All of these solutions have problems. Insurers are wary of long policy terms, premium guarantees, and renewal guarantees. Insurers like to have as many levers to pull as possible to manage their risk portfolios. If they go insolvent because they are too constrained in their risk-management strategies, that means a lot of policyholders won’t have the financial security they were initially promised.  The adverse selection problem looms large: people who suspect they are sick, even if they don’t have a diagnosis yet, will be more likely to seek insurance. They will be more likely to seek out insurance with these kinds of policy provisions. There is also a moral hazard problem: being insured against a bad outcome can make people more careless. For example, if I am insured against all future premium increases, I might not be very cost-conscious when shopping for a new policy, and just as importantly the insurer selling me the policy might *know* I’m not cost-conscious and inflate the price. Item 1) has the problem that the initial payout might not be high enough, or it might be *too* high for most insureds so as to be an unnecessary expense for the average policy holder. Needless to say, the exact policy language needs to be refined such that insured and insurers find the terms acceptable. Neither party really wants terms that are either too generous (which will inflate premiums and invite fraud) or too stingy (which will leave some insureds with uncovered medical bills). There’s a classic trade-off here.

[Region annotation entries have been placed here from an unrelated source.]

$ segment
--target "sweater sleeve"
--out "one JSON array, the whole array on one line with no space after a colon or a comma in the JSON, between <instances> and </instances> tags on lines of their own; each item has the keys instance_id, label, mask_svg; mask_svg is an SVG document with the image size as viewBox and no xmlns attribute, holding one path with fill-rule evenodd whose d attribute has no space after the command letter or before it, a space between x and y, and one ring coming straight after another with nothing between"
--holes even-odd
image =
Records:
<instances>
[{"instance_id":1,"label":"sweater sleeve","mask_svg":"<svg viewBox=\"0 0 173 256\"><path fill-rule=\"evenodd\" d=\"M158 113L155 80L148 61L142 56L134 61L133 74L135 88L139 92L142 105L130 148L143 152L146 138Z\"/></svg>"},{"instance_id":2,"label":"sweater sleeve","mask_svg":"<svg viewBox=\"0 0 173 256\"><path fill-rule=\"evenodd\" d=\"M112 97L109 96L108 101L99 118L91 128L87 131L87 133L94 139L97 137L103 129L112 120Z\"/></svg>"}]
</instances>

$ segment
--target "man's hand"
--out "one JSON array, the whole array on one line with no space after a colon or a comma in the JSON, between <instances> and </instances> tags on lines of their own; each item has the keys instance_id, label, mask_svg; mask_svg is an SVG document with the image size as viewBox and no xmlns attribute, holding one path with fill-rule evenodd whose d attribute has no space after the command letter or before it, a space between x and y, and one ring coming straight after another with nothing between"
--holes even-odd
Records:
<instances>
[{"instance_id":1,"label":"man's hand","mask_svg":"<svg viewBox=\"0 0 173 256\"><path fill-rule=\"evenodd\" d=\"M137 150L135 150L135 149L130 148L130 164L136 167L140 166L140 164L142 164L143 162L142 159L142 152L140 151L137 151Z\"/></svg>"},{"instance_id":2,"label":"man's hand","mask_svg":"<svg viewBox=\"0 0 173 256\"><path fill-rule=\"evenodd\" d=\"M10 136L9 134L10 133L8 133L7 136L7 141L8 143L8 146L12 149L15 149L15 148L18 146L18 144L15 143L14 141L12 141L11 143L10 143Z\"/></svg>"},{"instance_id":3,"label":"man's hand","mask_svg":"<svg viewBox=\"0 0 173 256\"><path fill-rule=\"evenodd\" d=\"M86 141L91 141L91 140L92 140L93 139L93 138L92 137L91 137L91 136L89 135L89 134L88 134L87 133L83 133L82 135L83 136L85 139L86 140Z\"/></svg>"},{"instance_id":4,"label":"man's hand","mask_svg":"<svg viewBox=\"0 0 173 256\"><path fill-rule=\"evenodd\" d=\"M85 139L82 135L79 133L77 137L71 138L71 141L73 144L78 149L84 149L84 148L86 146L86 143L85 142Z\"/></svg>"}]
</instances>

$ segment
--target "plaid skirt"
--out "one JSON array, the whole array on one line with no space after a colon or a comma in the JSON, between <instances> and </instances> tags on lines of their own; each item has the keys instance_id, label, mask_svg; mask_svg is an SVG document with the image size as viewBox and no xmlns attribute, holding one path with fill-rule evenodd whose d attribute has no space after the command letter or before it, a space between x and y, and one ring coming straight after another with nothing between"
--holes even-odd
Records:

Given all this, it’s possible for a private insurance market to cover pre-existing conditions, so long as the patient has insurance at the time of the diagnosis for such a condition. If the patient *doesn’t* have insurance at the time of the diagnosis, that’s a different kind of problem. In that case, not enough money was set aside to insure that expense. Arguing about who should pay after the fact is kind of missing the point. Assuming we’re talking about people who are planning to be insured and stay insured for their adult lives, pre-existing conditions are a solvable problem. The diagnosis itself is the insurable event, so the insurer at the time of the diagnosis should be liable for all costs related to that condition. Ensuring that everyone is insured all the time against the possibility of acquiring a “pre-existing condition” is a different problem entirely. It needs to be recognized as such and discussed in different terms, because the policy implications are very different.